Juniper Fitzgerald and Elisa Peterson’s book—one of a few children’s books available from the Feminist Press—features provocative collages and a diverse array of characters working hard to do the best by their children. The moms inside protest, clean and dance; they wear stiletto heels and sweatpants. How Mamas Love Their Babies celebrates every mom out there, and invites kids to do the same every time they turn the page.
In this follow up to Savannah Guthrie, Allison Oppenheim and Eva Byrne’s Princesses Wear Pants, Princess Penelope Pineapple and her friend Princess Sabrina Strawberry work together to protect their neighborhood’s ecosystem. Princess Sabrina Strawberry’s vines have no fruit because all the bees have disappeared; Princess Penelope Pineapple has plenty to share. Together, the fruit princesses band together to help bring the bees back to the strawberry fields.
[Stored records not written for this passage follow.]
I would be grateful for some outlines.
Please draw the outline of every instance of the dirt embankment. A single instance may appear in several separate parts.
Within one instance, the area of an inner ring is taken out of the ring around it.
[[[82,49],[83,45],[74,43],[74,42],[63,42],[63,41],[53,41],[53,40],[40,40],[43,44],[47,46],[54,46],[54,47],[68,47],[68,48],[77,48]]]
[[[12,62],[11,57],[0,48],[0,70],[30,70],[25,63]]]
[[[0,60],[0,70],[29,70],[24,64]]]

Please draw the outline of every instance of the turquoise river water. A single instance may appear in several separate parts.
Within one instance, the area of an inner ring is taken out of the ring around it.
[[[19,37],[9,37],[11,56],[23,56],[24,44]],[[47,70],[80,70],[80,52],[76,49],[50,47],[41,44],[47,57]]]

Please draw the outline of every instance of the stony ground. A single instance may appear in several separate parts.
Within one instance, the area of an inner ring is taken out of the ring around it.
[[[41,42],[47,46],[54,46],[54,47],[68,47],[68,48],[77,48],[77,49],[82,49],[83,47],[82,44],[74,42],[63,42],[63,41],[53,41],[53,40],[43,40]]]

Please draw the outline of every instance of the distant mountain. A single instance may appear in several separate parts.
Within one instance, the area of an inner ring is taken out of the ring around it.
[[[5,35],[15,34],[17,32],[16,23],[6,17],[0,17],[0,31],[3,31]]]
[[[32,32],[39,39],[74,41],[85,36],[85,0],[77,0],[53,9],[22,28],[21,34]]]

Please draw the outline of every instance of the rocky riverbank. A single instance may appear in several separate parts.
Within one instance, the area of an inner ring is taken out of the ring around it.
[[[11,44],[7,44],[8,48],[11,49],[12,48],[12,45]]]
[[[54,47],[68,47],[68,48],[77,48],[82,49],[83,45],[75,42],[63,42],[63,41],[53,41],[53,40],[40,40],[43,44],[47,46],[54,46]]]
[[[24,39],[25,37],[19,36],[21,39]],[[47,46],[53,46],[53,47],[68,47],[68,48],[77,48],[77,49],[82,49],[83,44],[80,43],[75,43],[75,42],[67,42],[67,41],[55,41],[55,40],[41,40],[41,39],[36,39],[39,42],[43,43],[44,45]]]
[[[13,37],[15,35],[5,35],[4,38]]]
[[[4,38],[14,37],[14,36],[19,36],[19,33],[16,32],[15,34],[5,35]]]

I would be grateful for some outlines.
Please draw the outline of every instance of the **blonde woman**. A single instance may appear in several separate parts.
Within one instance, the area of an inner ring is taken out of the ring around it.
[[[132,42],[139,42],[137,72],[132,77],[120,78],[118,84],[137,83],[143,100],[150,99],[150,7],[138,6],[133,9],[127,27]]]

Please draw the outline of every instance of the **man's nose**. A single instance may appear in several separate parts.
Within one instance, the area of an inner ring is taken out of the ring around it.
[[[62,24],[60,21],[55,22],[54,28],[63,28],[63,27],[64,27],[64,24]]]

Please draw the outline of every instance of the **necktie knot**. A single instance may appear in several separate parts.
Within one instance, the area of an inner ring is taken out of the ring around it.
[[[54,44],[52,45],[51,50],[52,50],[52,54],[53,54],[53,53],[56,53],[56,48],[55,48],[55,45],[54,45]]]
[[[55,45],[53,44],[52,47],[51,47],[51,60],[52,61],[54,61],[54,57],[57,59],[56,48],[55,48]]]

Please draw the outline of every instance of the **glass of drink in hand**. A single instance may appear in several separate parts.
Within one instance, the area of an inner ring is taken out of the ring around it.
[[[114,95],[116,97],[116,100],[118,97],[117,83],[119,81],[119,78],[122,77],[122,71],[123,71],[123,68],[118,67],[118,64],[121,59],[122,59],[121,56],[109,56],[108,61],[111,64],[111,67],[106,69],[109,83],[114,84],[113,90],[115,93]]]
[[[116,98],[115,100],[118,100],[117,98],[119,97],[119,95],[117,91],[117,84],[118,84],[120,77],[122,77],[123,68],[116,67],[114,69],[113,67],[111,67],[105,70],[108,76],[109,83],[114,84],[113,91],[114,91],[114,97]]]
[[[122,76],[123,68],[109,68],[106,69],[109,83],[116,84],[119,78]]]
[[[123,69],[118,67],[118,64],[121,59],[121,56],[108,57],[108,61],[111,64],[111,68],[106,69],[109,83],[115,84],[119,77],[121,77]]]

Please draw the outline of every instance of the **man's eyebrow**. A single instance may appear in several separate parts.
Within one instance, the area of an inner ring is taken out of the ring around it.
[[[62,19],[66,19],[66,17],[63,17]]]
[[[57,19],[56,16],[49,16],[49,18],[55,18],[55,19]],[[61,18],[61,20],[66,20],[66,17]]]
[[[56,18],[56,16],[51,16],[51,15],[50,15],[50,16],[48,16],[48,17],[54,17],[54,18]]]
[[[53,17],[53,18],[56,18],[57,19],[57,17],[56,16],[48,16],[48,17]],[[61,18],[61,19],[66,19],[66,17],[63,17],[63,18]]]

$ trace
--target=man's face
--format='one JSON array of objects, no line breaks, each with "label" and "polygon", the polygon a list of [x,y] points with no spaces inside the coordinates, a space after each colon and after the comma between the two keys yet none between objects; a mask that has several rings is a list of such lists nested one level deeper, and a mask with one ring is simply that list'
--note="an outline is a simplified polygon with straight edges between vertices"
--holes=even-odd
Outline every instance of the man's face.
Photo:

In addition to showcasing the impact of collective action and sisterhood, the afterward also teaches kids about the unfortunately real crisis of disappearing bees.
New York State Senator Kirsten Gillibrand’s debut children’s book, illustrated by Maira Kalman, tells the stories of women who led the suffrage movement, including often-minimized boundary-breakers like Jovita Idar, Mary Church Terrell and Ida B. Wells. The riveting but bite-sized biographies of these powerful feminists, coupled with beautiful portraits you’ll want to hang on your wall, make this book a guaranteed source of girl power—perfectly timed to meet the 100-year anniversary of the 19th amendment in 2020.
Rosie Revere and the Raucous Riveters by Andrea Beaty
The picture book Rosie Revere, Engineer was so popular that author Andrea Beaty decided to continue telling her story chapter-by-chapter. In this installment of her new series, Rosie helps her great-great aunt and her friends, the Raucous Riveters, solve a problem so that their friend can compete in a painting contest even with broken wrists. Their hilarious attempts at success, and their spirit of resistance and persistence, will empower early readers to take risks and remind them of the value of solidarity and support systems.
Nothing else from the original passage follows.